Hubris is a terrible thing. We
live in an age when overbearing pride is more common than humility.
That is part of what made yesterday’s post hard to write. I hate coming across as bragging. I don’t like being perceived as having a big ego. There are, as I said a few days ago, lots of people involved in making this organization work. And there are people working on this in other foundations who have accomplished far more than we have and have been at it a lot longer as well.
The researchers will ultimately be the ones who find the cure(s) for neuroendocrine cancer and carcinoid syndrome. Our job is to support those efforts both financially and psychologically. I want us to get to the point that no one doing real research on this cancer has to wonder whether there will be funding for what they need next year. We can be fairly certain that funding will not be coming from the government at this point. That means that groups creating private funding need to grow bigger and stronger in the years ahead.
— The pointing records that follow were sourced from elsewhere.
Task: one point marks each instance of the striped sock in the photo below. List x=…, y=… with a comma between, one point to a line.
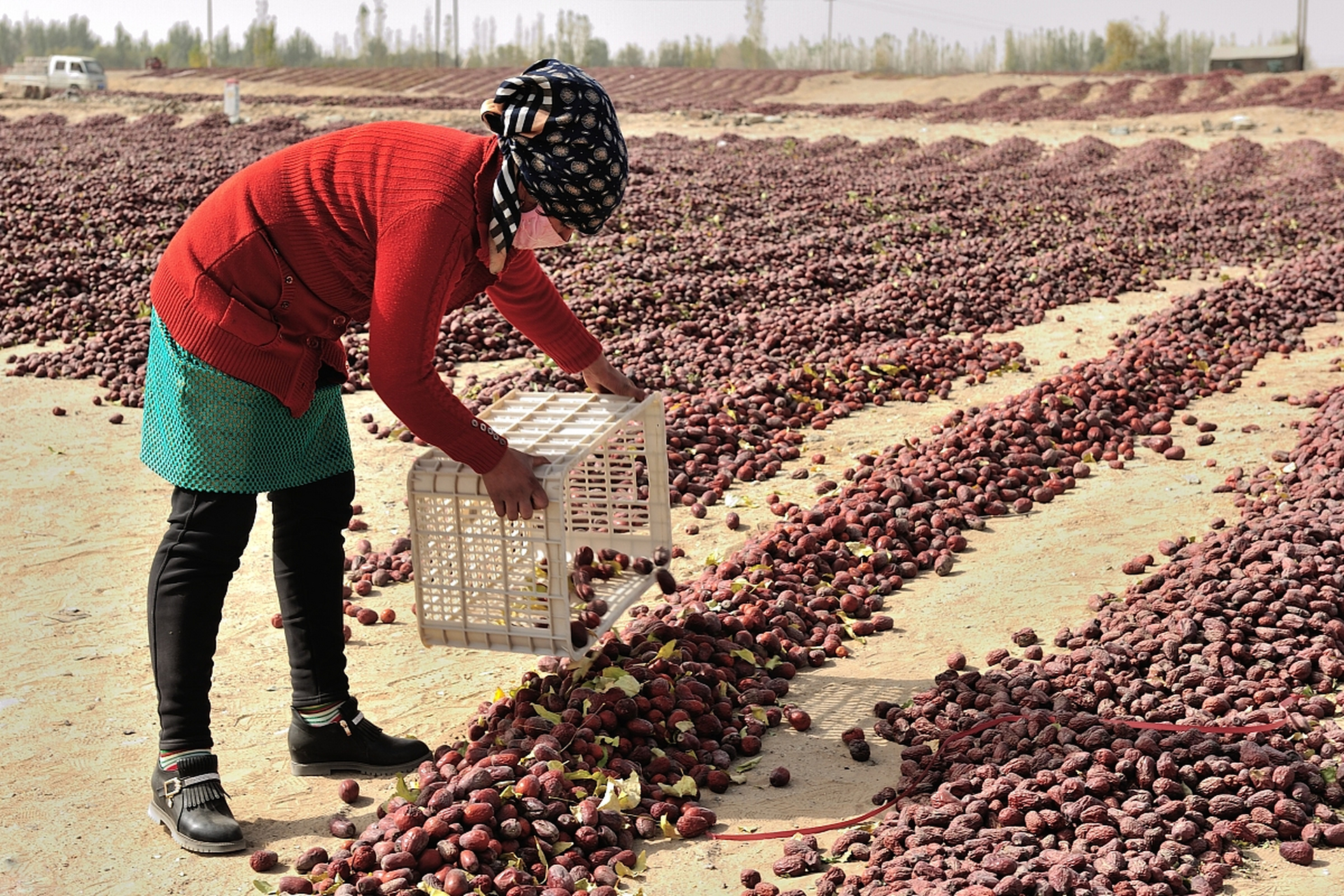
x=326, y=713
x=168, y=761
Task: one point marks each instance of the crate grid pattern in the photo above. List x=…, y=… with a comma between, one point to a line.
x=484, y=582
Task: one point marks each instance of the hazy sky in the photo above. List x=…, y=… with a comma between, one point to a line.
x=647, y=22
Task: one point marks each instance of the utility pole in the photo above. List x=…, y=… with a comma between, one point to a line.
x=831, y=13
x=1301, y=35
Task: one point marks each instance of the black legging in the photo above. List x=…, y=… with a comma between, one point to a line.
x=188, y=580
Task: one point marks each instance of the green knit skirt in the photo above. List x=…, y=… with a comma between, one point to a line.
x=207, y=431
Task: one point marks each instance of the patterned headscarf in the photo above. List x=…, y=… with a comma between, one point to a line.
x=556, y=131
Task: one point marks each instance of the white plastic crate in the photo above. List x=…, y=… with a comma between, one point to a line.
x=488, y=583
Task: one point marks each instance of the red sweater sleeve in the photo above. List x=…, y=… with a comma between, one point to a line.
x=530, y=301
x=420, y=258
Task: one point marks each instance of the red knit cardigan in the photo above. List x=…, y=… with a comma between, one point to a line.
x=385, y=223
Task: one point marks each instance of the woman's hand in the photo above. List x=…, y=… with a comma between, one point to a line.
x=603, y=378
x=514, y=488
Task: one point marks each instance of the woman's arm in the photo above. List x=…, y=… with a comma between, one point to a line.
x=527, y=298
x=530, y=301
x=420, y=258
But with great growth comes the danger of hubris. We’ve all seen that playing out with the Komen Foundation this year. I don’t care what your position on any social issue is–cancer needs to rise above the level of national–or even local–politics. What the board members of a foundation believe privately should not enter into the equation of what they are doing to fight cancer. Every decision needs to come down to, “does this maneuver further the goal of ending cancer?” If it does, then do it. If it doesn’t, then don’t.
If you like or don’t like something else, go set up a different foundation to deal with that. The legal charter of your foundation says what it is you are doing. As an organization, that is all you should be talking about: the things your charter says are your goals.
The American Cancer Society sometimes suffers from a different form of hubris. ACS’ great strength lies in the power of its grassroots. You can’t run Relay for Life–the largest single charitable fundraiser on the planet–without the volunteers at the community level. Sometimes it seems they forget this at the upper levels. Sometimes they see other charities as competition–as a threat to ACS’ existence.
We all need to remember what the goal is: raising money to defeat cancer. Money raised by one general cancer organization is, hopefully, going to the same purpose as money going to another general cancer organization. Some are more efficient at it than others–that is where the competition needs to be–and all of us need to do our homework to make sure who is doing the best job of that. Other organizations are focused on specific cancers–and we need to be aware of that as well.
But we all need to be trying to grow the pie, not fighting over our share of it.
I hope we can keep our focus on those kinds of issues. If I stray from that here, I want you to call me on it.